Enseguida después de la detención del activista australiano, gran parte de la prensa, sobre todo la británica y la yanqui, se apuró a distanciarse de esas Wikileaks de las que habían vivido durante tanto tiempo. Un signo de los tiempos donde son pocos los que se animan a incomodar a los poderosos.

La imagen de Julian Assange arrastrado fuera de la embajada ecuatoriana en Londres es un emblema de la época. Poder contra derecho. Músculo contra ley. Indecencia contra coraje.

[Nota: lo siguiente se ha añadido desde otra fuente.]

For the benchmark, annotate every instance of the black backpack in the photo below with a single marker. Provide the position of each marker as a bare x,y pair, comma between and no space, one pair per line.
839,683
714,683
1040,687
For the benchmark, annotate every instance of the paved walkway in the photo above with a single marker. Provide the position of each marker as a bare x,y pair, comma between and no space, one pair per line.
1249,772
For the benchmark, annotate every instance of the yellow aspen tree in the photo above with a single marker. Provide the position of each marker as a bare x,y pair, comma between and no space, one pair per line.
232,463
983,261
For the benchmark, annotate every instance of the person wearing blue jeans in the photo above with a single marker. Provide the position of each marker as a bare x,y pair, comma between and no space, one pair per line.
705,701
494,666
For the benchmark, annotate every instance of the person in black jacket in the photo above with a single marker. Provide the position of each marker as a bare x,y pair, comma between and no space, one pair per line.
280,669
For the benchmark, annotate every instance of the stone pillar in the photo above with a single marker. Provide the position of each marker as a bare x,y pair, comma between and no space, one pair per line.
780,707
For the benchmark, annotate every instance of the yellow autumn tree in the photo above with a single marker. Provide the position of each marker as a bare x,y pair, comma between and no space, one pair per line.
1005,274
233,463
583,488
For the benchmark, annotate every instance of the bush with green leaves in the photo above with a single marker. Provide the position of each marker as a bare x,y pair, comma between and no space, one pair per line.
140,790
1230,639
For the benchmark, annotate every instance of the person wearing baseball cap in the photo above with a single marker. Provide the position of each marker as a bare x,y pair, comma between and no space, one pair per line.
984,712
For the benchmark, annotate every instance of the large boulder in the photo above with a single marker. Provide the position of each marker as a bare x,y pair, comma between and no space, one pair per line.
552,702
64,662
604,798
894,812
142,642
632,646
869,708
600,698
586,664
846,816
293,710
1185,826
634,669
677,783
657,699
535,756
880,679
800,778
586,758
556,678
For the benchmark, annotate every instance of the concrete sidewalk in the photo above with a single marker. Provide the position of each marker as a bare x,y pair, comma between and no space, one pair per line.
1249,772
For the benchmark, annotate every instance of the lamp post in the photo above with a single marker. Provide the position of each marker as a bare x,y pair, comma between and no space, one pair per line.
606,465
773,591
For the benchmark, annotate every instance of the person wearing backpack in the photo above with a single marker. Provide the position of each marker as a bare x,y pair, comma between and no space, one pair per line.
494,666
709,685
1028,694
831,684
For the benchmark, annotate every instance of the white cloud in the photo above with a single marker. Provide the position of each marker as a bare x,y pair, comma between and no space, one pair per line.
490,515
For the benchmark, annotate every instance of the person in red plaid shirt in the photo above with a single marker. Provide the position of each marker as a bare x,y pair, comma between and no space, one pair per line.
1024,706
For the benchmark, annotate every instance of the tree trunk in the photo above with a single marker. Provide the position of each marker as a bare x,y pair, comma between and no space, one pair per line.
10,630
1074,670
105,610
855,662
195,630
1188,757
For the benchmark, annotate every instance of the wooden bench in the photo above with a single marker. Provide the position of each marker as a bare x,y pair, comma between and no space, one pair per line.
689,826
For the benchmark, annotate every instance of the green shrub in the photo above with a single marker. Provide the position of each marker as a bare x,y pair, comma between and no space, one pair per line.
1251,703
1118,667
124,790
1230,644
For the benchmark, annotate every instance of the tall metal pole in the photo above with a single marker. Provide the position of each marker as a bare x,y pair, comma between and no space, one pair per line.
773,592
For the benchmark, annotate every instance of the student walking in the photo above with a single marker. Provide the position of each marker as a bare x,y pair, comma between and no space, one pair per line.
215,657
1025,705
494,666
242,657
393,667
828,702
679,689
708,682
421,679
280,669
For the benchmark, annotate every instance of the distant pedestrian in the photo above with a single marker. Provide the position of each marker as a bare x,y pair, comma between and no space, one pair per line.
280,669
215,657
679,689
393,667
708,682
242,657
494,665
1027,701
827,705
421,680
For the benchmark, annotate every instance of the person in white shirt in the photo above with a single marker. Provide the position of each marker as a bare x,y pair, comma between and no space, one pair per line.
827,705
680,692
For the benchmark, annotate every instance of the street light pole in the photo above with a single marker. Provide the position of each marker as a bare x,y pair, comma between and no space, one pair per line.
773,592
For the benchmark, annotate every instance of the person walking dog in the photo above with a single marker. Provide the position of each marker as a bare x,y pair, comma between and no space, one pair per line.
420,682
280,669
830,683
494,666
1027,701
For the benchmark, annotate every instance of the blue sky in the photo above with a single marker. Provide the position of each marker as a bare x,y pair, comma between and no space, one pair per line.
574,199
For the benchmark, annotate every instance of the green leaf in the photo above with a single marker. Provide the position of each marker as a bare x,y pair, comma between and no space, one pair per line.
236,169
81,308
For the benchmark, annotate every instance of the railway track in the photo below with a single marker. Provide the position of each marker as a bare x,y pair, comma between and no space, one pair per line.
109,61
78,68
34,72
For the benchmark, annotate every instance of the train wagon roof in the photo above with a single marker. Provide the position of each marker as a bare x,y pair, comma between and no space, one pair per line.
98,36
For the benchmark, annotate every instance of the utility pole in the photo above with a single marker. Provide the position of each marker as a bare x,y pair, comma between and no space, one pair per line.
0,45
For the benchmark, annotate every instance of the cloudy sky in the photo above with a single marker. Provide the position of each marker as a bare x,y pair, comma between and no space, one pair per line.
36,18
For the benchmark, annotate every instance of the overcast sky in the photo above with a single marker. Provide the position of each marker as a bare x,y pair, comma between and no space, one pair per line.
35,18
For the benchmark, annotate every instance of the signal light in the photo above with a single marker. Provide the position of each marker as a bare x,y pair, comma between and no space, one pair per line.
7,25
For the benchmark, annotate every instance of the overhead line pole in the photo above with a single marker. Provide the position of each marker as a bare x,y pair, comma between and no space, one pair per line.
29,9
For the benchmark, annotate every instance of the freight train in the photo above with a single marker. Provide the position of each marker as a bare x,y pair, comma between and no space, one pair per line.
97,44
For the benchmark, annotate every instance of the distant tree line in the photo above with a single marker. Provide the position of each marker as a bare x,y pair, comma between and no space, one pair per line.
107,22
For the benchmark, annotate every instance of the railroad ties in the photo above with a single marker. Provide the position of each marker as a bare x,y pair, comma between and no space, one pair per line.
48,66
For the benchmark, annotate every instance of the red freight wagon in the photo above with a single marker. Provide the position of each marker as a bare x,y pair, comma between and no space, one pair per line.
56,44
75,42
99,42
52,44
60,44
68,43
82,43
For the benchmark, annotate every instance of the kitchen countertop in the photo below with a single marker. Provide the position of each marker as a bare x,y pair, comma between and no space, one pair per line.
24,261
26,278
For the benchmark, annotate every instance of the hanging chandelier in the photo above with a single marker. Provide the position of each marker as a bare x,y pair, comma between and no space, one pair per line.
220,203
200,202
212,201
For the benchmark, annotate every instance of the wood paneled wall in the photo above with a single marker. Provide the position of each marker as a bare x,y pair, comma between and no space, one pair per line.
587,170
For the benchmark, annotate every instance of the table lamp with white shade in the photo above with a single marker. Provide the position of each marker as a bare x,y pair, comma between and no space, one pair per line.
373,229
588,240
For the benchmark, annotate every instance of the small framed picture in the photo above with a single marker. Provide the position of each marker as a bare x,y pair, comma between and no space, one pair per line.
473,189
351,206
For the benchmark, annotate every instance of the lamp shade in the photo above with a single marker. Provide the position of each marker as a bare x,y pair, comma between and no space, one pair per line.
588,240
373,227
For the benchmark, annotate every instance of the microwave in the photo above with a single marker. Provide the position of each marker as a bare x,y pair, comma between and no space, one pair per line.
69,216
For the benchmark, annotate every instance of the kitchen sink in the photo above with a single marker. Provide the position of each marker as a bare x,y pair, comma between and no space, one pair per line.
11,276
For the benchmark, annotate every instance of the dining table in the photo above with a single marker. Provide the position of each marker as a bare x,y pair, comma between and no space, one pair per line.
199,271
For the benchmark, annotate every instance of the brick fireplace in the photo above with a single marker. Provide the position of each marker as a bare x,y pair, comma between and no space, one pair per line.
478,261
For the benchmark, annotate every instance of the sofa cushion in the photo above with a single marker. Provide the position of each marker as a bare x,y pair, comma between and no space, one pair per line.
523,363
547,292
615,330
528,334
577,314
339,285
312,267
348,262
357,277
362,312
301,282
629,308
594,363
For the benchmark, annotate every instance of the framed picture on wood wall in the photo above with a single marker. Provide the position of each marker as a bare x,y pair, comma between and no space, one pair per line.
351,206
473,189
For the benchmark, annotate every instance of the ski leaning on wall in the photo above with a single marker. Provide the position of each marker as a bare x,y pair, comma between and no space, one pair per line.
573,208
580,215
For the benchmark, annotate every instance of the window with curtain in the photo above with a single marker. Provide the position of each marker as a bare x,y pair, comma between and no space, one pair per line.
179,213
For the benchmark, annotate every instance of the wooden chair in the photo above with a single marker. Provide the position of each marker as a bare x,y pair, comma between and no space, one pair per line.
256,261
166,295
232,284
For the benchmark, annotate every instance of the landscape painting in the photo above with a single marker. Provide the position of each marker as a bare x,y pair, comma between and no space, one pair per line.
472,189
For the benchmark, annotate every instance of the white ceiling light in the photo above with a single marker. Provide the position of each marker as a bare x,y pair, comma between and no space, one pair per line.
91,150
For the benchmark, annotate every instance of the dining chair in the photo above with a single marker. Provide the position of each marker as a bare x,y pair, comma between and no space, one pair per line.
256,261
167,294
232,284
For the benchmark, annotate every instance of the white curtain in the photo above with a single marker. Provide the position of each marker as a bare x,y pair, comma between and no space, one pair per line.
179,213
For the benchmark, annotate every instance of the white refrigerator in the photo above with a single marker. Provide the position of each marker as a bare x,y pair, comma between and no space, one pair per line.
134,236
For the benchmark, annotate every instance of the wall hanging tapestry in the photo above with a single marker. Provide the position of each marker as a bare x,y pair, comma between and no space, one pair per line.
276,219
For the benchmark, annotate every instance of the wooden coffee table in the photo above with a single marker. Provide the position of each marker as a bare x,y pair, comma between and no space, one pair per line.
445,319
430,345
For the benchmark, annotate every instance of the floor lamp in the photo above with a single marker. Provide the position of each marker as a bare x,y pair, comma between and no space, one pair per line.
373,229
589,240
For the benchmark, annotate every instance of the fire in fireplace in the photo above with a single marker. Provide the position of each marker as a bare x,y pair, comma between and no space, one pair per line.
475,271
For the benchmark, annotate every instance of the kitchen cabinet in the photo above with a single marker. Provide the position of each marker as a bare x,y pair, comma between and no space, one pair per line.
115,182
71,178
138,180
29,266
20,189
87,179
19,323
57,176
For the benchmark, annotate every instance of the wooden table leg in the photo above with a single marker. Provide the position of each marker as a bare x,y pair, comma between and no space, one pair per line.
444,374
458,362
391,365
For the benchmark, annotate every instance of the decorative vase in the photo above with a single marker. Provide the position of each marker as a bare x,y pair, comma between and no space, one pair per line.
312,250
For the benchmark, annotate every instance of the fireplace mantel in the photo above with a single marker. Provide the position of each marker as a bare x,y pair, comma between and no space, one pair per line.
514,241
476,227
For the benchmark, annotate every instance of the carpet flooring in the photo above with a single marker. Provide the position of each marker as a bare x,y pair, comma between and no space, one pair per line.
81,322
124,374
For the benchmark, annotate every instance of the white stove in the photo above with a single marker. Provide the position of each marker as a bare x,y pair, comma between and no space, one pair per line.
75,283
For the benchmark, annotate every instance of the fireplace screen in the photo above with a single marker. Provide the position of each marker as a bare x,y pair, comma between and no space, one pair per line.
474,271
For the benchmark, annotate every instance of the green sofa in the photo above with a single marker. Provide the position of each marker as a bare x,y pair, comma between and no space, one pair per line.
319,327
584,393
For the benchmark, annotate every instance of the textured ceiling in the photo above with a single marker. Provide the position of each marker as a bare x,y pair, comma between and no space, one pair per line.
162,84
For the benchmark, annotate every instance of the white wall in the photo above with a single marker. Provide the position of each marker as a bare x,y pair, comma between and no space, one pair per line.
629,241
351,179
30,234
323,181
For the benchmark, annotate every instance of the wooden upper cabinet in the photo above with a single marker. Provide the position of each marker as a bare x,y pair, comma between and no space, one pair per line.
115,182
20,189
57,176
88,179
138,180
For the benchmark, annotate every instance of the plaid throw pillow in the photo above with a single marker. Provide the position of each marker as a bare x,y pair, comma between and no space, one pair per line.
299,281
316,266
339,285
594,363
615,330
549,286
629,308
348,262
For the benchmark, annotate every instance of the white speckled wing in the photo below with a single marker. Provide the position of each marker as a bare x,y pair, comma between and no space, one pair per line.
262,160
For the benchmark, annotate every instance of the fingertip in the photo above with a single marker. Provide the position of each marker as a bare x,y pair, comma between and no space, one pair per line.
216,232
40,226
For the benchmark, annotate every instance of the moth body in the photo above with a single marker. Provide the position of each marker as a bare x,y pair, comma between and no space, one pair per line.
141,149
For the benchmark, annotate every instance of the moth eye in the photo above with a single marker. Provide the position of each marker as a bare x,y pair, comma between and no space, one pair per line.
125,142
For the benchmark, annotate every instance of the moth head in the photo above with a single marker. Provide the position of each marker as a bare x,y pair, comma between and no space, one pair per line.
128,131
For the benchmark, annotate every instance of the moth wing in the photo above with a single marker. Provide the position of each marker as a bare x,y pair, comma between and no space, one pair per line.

Seis policías maltrataban a un periodista enfermo mientras  sus ojos se estremecían ante la primera luz natural que veía  en casi siete años.

Que este atropello haya ocurrido en el corazón de Londres,  la tierra de la Carta Magna, debería avergonzar y enojar a todos los que temen por el destino y la actualidad de  las sociedades “democráticas”. Assange es un refugiado político protegido por el derecho internacional, que recibe asilo en virtud de un pacto estricto del que Gran Bretaña es signataria. Las Naciones Unidas dejaron esto en claro en el fallo legal de su Grupo de Trabajo sobre la Detención Arbitraria.

Pero al diablo con esto. Dejen entrar a los matones. Dirigidos por los cuasi fascistas en el Washington de Trump y en alianza con el ecuatoriano Lenin Moreno, un Judas latinoamericano y un mentiroso que busca disfrazar su rancio régimen, la élite británica abandonó su último mito imperial: el de la equidad y la justicia.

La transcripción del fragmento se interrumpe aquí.